If You See the Buddha in Your Scrum, Say Hi

Around 2,500 years ago the Buddha may have created one of the first and longest lasting intentional communities, that when looked at in a certain light, looks an awful lot like a modern agile organization.

In Karen Armstrong's excellent book, Buddha, we learn soon after the Buddha became enlightened a rich merchant gave him some land and built a few huts so the Buddha and his followers could make a permanent camp. This organization was called a Sangha and was the forerunner of the Buddhist monasteries we see today. Until this time the Buddha and his followers were always on the road and took shelter wherever they could when the monsoon season rained in. Few would travel on the monsoon muddied roads so the Sangha became a place where Buddha and his followers could wait out the monsoons and continue their studies. Soon Sanghas were being created everywhere as appreciative students donated land to the Buddha's cause.

Whenever you get people together you need rules of governance. How should people interact? Who should be in charge? What are the duties and obligations of someone who has joined? What are the Buddha's answers to these questions?

I was surprised. The Buddha advocated decentralized administration and individual authority and responsibility. Since Buddhism is based on taking personal responsibility for finding ones own enlightenment, this organization makes sense, but for some reason I thought he would be more of a waterfall guy than an agile guy.

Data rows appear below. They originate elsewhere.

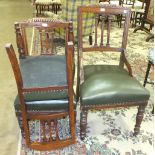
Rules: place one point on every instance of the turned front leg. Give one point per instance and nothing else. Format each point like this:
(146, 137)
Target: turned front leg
(83, 123)
(139, 119)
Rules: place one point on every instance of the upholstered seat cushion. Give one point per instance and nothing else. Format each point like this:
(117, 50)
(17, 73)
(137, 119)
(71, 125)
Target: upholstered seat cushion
(43, 71)
(107, 84)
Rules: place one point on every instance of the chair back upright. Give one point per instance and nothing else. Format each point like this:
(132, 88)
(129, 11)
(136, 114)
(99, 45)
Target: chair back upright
(33, 92)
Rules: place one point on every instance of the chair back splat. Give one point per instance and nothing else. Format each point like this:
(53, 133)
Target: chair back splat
(45, 83)
(101, 86)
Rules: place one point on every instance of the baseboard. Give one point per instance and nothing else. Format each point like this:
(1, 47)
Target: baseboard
(19, 144)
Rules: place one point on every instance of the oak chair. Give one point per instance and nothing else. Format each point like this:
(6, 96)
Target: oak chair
(102, 86)
(45, 84)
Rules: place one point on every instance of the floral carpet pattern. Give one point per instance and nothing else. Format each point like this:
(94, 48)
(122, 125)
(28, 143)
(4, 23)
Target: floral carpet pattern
(110, 132)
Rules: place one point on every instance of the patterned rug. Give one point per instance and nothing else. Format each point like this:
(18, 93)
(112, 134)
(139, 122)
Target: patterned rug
(110, 132)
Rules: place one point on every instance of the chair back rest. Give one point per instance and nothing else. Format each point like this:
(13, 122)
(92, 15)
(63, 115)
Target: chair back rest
(102, 32)
(69, 13)
(38, 36)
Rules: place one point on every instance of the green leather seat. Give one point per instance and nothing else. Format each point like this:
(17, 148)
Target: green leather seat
(34, 65)
(110, 84)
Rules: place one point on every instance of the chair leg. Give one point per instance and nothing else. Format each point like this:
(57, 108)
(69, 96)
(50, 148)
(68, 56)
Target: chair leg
(139, 119)
(147, 73)
(83, 124)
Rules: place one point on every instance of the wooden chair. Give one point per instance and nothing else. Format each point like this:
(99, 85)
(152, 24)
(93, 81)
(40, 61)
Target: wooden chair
(47, 5)
(45, 84)
(107, 86)
(149, 66)
(69, 13)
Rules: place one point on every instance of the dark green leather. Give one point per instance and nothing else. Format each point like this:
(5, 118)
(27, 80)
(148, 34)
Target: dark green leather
(43, 71)
(107, 84)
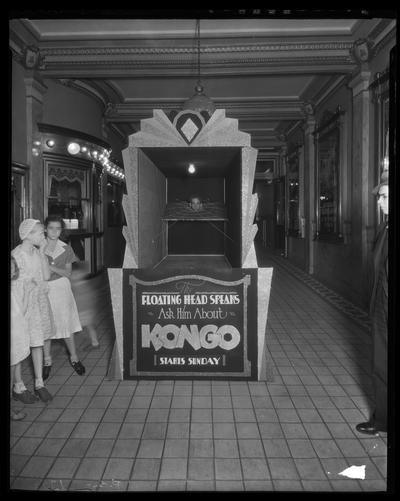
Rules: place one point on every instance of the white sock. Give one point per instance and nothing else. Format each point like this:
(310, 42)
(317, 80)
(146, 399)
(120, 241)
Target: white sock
(39, 383)
(19, 387)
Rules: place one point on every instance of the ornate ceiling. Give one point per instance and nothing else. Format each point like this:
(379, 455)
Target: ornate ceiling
(262, 71)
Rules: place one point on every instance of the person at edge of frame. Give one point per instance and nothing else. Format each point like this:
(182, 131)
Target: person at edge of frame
(379, 315)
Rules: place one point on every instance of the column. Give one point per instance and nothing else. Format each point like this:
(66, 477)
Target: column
(309, 188)
(361, 158)
(35, 91)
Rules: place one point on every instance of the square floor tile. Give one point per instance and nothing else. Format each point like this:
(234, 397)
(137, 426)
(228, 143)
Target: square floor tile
(350, 447)
(178, 430)
(92, 415)
(317, 430)
(270, 430)
(50, 447)
(258, 485)
(179, 415)
(200, 469)
(84, 430)
(108, 430)
(287, 485)
(26, 446)
(75, 447)
(229, 485)
(173, 468)
(55, 484)
(287, 416)
(158, 415)
(200, 485)
(227, 469)
(38, 430)
(276, 448)
(201, 430)
(26, 483)
(149, 448)
(282, 469)
(17, 462)
(154, 431)
(100, 447)
(294, 430)
(146, 469)
(255, 469)
(125, 448)
(225, 448)
(178, 448)
(301, 448)
(201, 447)
(310, 469)
(142, 485)
(247, 430)
(131, 430)
(118, 468)
(250, 448)
(201, 415)
(37, 467)
(91, 468)
(224, 430)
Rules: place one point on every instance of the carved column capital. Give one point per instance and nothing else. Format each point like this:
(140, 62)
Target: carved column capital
(360, 82)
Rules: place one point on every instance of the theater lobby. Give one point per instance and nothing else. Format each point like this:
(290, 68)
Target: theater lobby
(232, 154)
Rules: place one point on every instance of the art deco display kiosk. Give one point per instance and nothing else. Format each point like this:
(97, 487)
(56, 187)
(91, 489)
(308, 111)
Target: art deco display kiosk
(190, 300)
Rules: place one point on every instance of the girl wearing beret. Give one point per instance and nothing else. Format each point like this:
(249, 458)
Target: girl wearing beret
(34, 271)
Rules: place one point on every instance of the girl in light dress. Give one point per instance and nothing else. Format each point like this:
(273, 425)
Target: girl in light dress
(33, 274)
(60, 257)
(19, 336)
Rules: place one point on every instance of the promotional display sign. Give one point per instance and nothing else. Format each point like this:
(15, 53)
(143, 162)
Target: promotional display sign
(190, 325)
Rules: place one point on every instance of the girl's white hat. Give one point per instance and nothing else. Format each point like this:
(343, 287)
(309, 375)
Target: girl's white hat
(26, 227)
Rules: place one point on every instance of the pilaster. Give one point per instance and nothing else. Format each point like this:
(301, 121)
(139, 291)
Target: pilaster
(35, 90)
(309, 190)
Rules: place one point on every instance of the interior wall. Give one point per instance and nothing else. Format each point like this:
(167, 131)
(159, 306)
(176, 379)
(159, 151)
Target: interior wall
(68, 107)
(233, 196)
(181, 188)
(18, 122)
(152, 200)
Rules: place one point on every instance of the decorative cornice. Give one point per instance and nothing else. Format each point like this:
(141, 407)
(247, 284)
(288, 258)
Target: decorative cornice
(391, 35)
(255, 109)
(272, 47)
(215, 59)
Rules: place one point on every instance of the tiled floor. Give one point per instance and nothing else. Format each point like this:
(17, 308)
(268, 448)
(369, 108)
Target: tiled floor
(294, 434)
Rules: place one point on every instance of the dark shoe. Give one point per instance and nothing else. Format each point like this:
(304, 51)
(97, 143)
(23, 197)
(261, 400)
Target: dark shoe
(17, 415)
(46, 372)
(43, 394)
(78, 368)
(26, 397)
(89, 347)
(370, 428)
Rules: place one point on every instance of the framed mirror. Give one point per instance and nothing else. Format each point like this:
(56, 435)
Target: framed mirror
(328, 168)
(293, 193)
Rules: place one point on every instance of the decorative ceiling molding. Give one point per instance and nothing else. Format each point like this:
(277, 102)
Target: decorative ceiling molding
(253, 109)
(110, 61)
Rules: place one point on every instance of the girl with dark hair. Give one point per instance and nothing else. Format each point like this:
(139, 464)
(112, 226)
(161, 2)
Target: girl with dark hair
(66, 318)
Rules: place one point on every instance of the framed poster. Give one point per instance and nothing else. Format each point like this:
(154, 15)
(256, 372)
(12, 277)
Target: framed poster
(190, 325)
(328, 196)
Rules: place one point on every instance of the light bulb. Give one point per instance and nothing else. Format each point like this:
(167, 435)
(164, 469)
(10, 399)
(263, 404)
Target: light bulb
(73, 148)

When one particularly nasty crisis involving different factions hit the Sangha, the Buddha refused to take sides. He thought the solution must come from combatants themselves for it was the egotism of the parties involved that made it impossible for each side to see each others point of view. Based on the idea hatred is never appeased by more hatred, he said treat both sides with respect, but that they had to work it out for themselves. Both sides could be defused with friendship and sympathy. And eventually they did patch things up.

The Sangha had no central authority and there was no real organization. All the members of the Order were equal because the Buddha refused to be a ruler that controlled everything. The Buddha was never much concerned about having a central leader because he taught every person was responsible for themselves. The Buddha thought coercion was against the spirit of the Order and that if one wanted to live in a way different than the Order then they are perfectly free to leave. Monks must make up their own minds and not be forced to follow anyone else's directives. People who left and came back were to be accepted with open arms.

What members of the Order did share was the same lifestyle and the same teachings. Every six years the different groups would come together to recite a common confession of faith, called the "bond." It's purpose was to bind the different groups together. What they pledged was:

Refraining from all that is harmful.
Attaining what is skillful.
And purifying one's own mind;
This is what the Buddha's teach.

Forbearance and patience are the highest of all austerities;
And the Buddhas declare that Nirvana is the supreme value.
Nobody who hurts another has truly "Gone Forth" from the home life.
Nobody who injures others is a true monk.

No faultfinding, nor harming, restraint,
Knowing the rule regarding food, the single bed and chair;
Application in the higher perception derived from meditation
-- This is what the Awakened Ones teach.


OK, it's not exactly the Agile Manifesto, but there's a shared spirit. This pledge was important because it's all that united the different Orders together.

What did the Buddha think would ensure the survival of the Order:
  1. Be mindful, spiritually alert, energetic and faithful to the meditative disciplines that alone can bring you to enlightenment.
  2. Avoid such unskillful pursuits as gossiping, lazing around, and socializing.
  3. Have no unprincipled friends and avoid falling under such people's spell.
  4. Do not stop half way in your quest and be satisfied with the mediocre.
  5. Become self reliant so you need not rely on any authority.
I am not trying to say there's a one-to-one correspondence between the Buddha's organizational style and Agile, but there are interesting parallels. I am not saying the training for finding enlightenment is the same as producing software, but there are interesting parallels. And this organization has survived almost every other for over 2,500 years and is still going strong. That's not a bad model.